I have few very huge files ~ 2 Billion rows of 130 column(CDR data) in a folder, I have written shell script need to read on each file in a folder and will create a new files based on some logic.
But problem is it's taking time to create a new file due to the size , So i dont want to corrupt the data while one process reading the file when i have concurrent run. So required some mechanism to intimate the process that the files is already in process i.e take the next file to process.
I was thinking on flock but not sure will it help me or not !
Can some one suggest me an idea to implement this process?
The shell script will read the files and create the new files with required column , Example if i have file1.csv contain 120 column my requirement is to create new file only with 30 column.
For the above process i am creating temp files to re-structure the files.
In this case if some one tries to run the shell for the same file it will corrupt the data.
So need to implement file level lock or flag mechanism.
You need to make up your mind what you want to achieve and what restrictions you have to obey.
Can you suppress parallel execution of your script by using e.g. a file in the /var/run directory (which would be easiest)?
Can you (temporarily) move the files acted upon to a different directory?
Can you log the files acted upon and have your script respect this info?

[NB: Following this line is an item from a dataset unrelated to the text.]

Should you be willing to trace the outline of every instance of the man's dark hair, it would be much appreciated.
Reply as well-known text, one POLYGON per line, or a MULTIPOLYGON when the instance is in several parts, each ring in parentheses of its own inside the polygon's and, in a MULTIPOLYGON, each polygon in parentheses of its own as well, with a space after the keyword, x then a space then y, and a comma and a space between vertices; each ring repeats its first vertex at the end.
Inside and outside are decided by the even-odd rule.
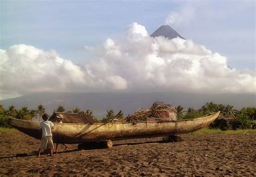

One technique for parallelizing processing on large files is to use GNU parallel. If you are interested in re-arranging the order of fields in a file, say with cut or awk, then parallel can create a sequence of processes to do this in chunks.
Here's an example from the man page:
EXAMPLE: Processing a big file using more cores
To process a big file or some output you can use --pipe to split up the
data into blocks and pipe the blocks into the processing program.
If the program is gzip -9 you can do:
cat bigfile | parallel --pipe --recend '' -k gzip -9 >bigfile.gz
This will split bigfile into blocks of 1 MB and pass that to gzip -9 in
parallel. One gzip will be run per CPU core. The output of gzip -9 will
be kept in order and saved to bigfile.gz
gzip works fine if the output is appended, but some processing does not
work like that - for example sorting. For this GNU parallel can put the
output of each command into a file. This will sort a big file in
parallel:
cat bigfile | parallel --pipe --files sort | parallel -Xj1 sort -m {}
';' rm {} >bigfile.sort
Here bigfile is split into blocks of around 1MB, each block ending in
'\n' (which is the default for --recend). Each block is passed to sort
and the output from sort is saved into files. These files are passed to
the second parallel that runs sort -m on the files before it removes
the files. The output is saved to bigfile.sort.
Note that it covers two cases, the second being where the process cannot do simple appending.